Commentary

Selected Criticism

Title:
Hale, Edward Everett (1822–1909)
Author:
Buckingham, Willis J.
Print source:
J.R. LeMaster and Donald D. Kummings, eds., Walt Whitman: An Encyclopedia (New York: Garland Publishing, 1998), reproduced by permission.

About Whitman's age and, according to William James, like him in his inborn spiritual and personal optimism, Edward Everett Hale wrote one of the first unqualified appreciations of Leaves of Grass. Already prominent in New England as an essayist and Unitarian minister, Hale would become nationally known as a clergyman, magazine editor, and prolific author. His works include fiction, sermons, travel writings, biography, and autobiography, chief among them a hugely popular patriotic short story, "The Man Without a Country" (1863).

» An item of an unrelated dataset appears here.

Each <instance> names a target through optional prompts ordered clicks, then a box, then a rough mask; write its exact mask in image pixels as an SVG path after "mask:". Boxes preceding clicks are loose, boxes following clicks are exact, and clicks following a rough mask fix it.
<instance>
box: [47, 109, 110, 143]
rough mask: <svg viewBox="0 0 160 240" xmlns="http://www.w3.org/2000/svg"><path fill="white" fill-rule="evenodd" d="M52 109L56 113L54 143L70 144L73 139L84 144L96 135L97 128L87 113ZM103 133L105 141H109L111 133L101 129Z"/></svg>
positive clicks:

Reviewing Leaves of Grass anonymously for the North American Review, Hale admires most its fresh and direct poetic voice. Its author, he writes admiringly, "has a horror of conventional language of any kind" (34). Most early commentators on Leaves find it too original, but for Hale the book's power inheres in its "simplicity," its absolute freedom from traditional, "strained," literary speech (35). Its second accomplishment lies in its vivid description: "sketches of life . . . so real that we wonder how they came on paper" (36). He concludes by observing that the poems' occasional "indelicacies" (36) are no more worrisome than those of Homer. His portrayal of Whitman as founder-poet and "American Homer" would become, as Timothy Morris points out, the dominant critical strategy leading to the poet's eventual canonization.

Bibliography

Adams, John R. Edward Everett Hale. Boston: Twayne, 1977.

Hale, Edward Everett. Rev. of Leaves of Grass, 1855 Edition. Walt Whitman: The Contemporary Reviews. Ed. Kenneth M. Price. Cambridge: Cambridge UP, 1996. 34–36.

Holloway, Jean. Edward Everett Hale: A Biography. Austin: U of Texas P, 1956.

James, William. The Varieties of Religious Experience. 1902. Cambridge, Mass.: Harvard UP, 1985.

Morris, Timothy. Becoming Canonical in American Poetry. Urbana: U of Illinois P, 1995.